第7章
国舅府书房,蘅芜站在书桌前。
萧桓凛:“你的意思是说,不曾发现异常?”
蘅芜仔细想了想,异常的是主子才对,继而摇头,“不曾见不妥之处。”
萧桓凛气笑了,难不成他脑子不好使,枕边人都会认错,“你确定,自从夫人进府,你不曾离开过那院子?”
蘅芜细想,“昨日皇后来后,奴婢跟着主子去了前头,婢子听到祁嬷嬷说新娘礼未走完,不必拜见,便就走开那一会儿。回来之后,奴婢一直在屋里,直到主子回来。”

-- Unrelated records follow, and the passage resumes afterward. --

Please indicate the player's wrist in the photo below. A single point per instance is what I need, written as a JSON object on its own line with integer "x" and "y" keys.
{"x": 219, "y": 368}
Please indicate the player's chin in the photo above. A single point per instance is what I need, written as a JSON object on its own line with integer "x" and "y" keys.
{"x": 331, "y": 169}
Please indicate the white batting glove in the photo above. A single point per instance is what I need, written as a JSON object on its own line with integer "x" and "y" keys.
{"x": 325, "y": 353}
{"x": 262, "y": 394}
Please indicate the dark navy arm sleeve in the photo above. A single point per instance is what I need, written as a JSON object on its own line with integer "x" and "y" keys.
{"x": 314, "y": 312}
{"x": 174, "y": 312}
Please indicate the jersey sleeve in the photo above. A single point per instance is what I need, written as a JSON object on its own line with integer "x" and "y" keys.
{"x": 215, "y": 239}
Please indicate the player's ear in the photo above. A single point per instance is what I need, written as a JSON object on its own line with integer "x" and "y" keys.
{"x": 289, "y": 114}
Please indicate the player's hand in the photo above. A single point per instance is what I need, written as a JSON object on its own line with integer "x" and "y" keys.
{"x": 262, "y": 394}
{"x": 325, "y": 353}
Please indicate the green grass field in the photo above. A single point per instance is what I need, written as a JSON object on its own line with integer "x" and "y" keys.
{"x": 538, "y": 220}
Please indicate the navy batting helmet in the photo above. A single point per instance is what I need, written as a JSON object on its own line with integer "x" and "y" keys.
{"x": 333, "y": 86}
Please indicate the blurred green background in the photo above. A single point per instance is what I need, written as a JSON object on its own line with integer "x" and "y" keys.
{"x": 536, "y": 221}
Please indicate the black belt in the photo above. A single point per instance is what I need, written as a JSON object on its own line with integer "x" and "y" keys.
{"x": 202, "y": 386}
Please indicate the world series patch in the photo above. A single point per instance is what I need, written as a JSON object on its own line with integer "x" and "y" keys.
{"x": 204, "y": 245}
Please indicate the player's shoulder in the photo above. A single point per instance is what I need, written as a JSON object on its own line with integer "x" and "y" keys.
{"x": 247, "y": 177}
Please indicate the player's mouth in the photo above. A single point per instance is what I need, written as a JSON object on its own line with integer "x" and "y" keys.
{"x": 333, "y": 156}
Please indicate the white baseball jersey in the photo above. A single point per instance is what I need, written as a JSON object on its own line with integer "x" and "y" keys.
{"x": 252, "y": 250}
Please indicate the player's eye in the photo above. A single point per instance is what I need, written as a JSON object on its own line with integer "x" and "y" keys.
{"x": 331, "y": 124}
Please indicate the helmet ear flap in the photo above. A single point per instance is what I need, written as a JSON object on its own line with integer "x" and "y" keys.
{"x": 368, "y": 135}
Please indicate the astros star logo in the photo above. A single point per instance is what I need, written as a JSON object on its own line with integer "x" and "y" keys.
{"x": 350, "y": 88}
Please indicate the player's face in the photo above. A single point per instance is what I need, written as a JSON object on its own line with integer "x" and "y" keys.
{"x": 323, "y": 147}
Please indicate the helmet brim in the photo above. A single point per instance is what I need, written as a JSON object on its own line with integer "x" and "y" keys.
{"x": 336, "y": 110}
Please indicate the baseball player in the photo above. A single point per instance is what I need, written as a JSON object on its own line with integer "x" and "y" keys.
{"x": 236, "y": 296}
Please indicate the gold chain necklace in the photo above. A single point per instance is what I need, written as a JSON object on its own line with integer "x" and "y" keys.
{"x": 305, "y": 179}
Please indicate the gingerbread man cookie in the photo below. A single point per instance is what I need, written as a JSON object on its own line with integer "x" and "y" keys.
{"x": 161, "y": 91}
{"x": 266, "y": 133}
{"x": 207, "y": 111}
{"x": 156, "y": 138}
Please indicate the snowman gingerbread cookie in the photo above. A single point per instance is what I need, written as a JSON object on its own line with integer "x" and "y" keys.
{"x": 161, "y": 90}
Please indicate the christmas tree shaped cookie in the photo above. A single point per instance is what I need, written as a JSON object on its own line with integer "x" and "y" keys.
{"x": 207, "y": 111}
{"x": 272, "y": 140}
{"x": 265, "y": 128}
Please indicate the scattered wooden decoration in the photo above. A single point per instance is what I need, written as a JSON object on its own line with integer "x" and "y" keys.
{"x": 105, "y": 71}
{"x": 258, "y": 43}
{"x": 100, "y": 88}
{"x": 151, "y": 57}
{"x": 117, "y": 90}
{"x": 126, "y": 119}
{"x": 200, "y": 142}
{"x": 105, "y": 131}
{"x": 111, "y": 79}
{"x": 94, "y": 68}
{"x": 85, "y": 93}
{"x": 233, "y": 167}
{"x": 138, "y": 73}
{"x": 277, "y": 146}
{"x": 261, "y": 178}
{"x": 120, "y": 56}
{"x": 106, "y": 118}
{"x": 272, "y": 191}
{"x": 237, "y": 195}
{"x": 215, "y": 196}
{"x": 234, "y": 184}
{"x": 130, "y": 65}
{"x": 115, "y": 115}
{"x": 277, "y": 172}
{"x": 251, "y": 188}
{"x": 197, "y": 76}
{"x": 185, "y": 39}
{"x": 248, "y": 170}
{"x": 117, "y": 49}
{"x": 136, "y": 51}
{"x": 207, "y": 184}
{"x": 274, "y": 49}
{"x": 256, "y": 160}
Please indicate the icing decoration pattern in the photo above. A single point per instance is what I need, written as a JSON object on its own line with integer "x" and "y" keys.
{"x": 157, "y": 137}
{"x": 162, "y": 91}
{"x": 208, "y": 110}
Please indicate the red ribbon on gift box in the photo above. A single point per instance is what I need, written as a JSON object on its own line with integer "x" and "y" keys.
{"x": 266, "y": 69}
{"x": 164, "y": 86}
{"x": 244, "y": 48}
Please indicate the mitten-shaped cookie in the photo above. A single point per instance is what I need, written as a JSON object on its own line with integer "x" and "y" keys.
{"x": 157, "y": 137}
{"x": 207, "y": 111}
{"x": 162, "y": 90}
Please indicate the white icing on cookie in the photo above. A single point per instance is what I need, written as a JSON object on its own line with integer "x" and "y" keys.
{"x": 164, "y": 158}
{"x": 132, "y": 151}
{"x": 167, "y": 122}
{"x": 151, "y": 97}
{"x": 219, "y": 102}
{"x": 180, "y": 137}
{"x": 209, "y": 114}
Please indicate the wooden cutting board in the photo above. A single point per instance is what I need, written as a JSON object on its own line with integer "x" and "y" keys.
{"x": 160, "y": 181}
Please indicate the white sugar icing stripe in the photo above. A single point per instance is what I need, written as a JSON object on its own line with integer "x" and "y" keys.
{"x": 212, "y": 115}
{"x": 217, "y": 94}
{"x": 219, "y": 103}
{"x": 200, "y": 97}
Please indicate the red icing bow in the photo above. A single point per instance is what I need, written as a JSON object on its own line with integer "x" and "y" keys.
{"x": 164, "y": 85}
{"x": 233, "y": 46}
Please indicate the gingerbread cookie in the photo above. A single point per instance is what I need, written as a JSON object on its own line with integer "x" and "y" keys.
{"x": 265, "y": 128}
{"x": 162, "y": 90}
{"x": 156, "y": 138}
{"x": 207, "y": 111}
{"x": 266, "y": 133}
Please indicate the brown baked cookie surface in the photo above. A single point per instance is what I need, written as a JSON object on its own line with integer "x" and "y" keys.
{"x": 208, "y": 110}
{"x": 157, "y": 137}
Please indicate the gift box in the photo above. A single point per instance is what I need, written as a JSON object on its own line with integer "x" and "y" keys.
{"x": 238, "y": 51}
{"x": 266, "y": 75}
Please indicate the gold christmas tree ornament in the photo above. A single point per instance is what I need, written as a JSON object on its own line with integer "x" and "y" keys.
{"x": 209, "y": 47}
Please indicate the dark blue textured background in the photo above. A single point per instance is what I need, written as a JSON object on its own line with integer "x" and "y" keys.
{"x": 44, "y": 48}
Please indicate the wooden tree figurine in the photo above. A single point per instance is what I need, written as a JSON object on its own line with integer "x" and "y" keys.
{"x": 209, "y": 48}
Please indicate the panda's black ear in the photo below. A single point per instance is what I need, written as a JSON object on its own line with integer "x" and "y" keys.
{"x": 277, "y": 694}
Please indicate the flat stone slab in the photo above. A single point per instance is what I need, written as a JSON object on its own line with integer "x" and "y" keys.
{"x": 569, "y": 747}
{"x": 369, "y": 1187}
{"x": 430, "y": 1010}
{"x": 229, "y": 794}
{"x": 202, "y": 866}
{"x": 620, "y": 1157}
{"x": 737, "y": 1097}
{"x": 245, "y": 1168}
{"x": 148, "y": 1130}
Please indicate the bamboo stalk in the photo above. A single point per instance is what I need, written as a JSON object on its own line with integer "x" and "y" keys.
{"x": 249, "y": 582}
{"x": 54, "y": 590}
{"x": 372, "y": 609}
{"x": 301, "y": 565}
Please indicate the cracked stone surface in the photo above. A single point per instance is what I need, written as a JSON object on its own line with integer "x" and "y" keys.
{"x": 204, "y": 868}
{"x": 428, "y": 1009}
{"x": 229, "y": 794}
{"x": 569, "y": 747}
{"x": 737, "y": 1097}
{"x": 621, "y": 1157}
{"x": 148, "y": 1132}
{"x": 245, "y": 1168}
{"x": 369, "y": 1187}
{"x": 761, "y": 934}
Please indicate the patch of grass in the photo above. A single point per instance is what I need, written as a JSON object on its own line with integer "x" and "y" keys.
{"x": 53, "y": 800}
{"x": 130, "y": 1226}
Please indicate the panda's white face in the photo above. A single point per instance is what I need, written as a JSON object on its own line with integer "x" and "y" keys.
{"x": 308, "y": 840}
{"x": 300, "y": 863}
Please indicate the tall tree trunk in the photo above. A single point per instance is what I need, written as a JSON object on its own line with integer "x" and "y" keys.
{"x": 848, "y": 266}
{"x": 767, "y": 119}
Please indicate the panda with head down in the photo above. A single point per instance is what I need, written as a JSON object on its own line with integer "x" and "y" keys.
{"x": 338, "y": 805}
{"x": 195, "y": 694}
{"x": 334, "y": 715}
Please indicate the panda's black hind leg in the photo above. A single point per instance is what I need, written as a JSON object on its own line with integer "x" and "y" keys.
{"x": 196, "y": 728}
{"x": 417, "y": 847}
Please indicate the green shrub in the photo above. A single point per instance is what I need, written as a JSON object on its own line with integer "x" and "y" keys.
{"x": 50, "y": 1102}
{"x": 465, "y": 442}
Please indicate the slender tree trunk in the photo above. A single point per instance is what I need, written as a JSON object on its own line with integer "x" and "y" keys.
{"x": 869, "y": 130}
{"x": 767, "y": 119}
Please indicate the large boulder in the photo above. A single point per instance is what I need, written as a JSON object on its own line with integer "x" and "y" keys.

萧桓凛眯眼,圆房前后,他确定是一个人,“去,把侧门和后门的门房都叫来。”
“是。”
蘅芜到现在不知道发生了什么事,也不知道主子怀疑什么。
待到几个门房进来,萧桓凛一个一个问话,侧门的都不曾见新夫人的丫鬟出去,倒是回来两个,说是早上从后门出去,直到最后一个年纪大的,他说:“夫人身边的老嬷嬷带着三个丫鬟从后门出府,说是有要紧东西落在本家,要去取一下。”
“可有看清容貌?”萧桓凛问。
“有两个看清了,另有一个低着头,蒙着面,眼睛也不曾叫我看清,我想是夫人的要紧事,便就放了人。”
萧桓凛敲了敲桌子沉思,后门走了三个,侧门回来两个,呵!
门房问:“可是进了嫌疑人?偷了要紧东西?”
萧桓凛道:“没事了,问话之事不要叫任何人知晓。”
“是。”
待人走了,萧桓凛气笑了,闵家当真是好算计,居然算计到他头上来,想到昨晚的人,唤:“乙辰。”
“属下在。”
“去闵家,查查看闵家可有双生子。”
乙辰愣,“主子,这事儿查过了,闵家嫡女就一个。”
“叫你查嫡女别的都不查了吗?去看看闵家有无跟闵氏一模一样的人。”
“一模一样?”
“快去。”
“是。”
萧桓凛深吸一口气,眼下天色将暗下,后院那边来人,是闵淑慧的丫鬟,被拦在书房外。
“我家夫人问,晚饭时间到了,国舅爷可与我家小姐一同用晚膳。”
萧桓凛起身,他倒是要看看这闵家葫芦里卖的什么药。
到了正院,一桌子饭菜已准备妥当,闵淑慧忙迎出来,满面柔和,“夫君来了,我听闻夫君喜欢吃鱼羹,特叫后厨今日送来,正好也叫我尝尝夫君的口味。”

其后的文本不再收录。